Am neuen Mega-Unternehmen wird die bislang 17 Abfüllbetriebe große Coca-Cola Enterprises zu 48 %, die acht Softdrink-, einen Konzentrat- und mehrere Wasserbetriebe große Iberian Partners zu 34 % und die Coca-Cola Company (als Eigentümerin der über 20 Abfüllbetriebe großen CCEAG) zu 18 % beteiligt sein. Den Zusammenschluss feiert die Coca-Cola Enterprises geradezu hymnisch: Mit mehr als 50 Abfüllbetrieben und dann 27.000 Angestellten werde die neue westeuropäische Unit 300 Millionen Menschen in 13 Ländern erreichen - in Andorra, Belgien, Frankreich, Deutschland, England, Island, Luxemburg, Monaco, Norwegen, Portugal, Spanien, Schweden und in den Niederlanden. Und damit auch in den vier größten Märkten für nichtalkoholische Produkte in Europa - in Deutschland, Spanien, England und Frankreich.
Wie es von Seiten der CCE heißt, erwartet man sich von der neuen CCEP-Einheit Synergieffekte von rund 320 Mio Euro.

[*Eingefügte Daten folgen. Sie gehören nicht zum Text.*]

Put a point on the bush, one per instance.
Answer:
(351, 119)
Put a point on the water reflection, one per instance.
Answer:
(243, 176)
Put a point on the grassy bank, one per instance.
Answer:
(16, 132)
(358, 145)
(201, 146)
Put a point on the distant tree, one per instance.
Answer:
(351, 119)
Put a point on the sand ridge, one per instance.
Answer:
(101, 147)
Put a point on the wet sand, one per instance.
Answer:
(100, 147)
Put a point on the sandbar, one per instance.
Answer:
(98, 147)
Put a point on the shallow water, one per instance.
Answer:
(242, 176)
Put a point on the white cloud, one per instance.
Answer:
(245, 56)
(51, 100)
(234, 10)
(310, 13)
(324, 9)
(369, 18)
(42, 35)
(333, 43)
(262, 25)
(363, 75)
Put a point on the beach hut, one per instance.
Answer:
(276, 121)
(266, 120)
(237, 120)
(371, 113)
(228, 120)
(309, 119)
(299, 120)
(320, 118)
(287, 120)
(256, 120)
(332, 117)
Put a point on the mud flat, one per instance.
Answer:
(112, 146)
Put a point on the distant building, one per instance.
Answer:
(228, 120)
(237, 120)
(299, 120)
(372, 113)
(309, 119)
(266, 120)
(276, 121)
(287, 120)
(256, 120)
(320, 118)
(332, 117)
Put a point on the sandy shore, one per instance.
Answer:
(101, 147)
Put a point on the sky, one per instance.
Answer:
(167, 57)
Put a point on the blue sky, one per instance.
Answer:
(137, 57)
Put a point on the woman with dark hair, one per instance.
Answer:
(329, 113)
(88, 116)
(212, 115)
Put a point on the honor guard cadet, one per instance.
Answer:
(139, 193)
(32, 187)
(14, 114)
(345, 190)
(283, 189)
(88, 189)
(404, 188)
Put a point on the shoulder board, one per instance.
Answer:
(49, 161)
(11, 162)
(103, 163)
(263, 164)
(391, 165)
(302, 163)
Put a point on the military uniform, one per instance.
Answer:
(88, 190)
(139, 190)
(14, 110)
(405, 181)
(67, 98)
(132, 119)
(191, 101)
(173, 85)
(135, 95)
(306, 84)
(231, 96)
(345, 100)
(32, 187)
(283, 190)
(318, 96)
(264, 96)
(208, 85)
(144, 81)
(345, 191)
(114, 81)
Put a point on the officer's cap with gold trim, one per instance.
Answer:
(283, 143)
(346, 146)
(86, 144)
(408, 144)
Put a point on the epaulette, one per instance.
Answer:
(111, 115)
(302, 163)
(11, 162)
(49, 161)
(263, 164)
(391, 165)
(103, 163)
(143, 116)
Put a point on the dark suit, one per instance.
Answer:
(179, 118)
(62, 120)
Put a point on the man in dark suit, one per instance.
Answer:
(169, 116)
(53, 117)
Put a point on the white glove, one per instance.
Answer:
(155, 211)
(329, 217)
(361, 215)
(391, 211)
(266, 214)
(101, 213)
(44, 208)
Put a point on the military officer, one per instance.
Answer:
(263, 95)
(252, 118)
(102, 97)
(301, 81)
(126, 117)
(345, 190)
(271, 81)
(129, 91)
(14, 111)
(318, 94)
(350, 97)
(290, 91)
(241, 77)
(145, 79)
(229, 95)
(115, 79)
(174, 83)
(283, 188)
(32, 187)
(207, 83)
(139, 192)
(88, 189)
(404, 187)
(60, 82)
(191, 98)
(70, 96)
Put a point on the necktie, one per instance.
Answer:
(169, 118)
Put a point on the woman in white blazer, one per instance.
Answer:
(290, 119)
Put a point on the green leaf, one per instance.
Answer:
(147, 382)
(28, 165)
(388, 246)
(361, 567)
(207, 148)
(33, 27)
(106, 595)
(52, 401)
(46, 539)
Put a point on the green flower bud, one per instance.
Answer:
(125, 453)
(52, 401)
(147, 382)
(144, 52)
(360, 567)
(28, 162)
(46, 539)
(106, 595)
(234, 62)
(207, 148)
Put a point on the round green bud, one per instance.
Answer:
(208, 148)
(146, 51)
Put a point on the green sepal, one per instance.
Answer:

Personell ist die Sache ausdiskutiert: Sol Daurella, bisher Executive Chairwoman von CCIP, wird will Chairwoman von CCEP; John Brock, bislang CEO der CCE, wird CEO der neue Europa-Einheit. Der aus seinen Zeiten bei der CCEAG noch gut bekannte Damian Gammell, inzwischen CEO bei Anadolu Efes, wird im Herbst 2015 COO bei der CCE und soll später CCO bei CCEP werden. Der Sitz der neuen Einheit wird London - alles vorbehaltlich der Zustimmung der Kartellbehörden.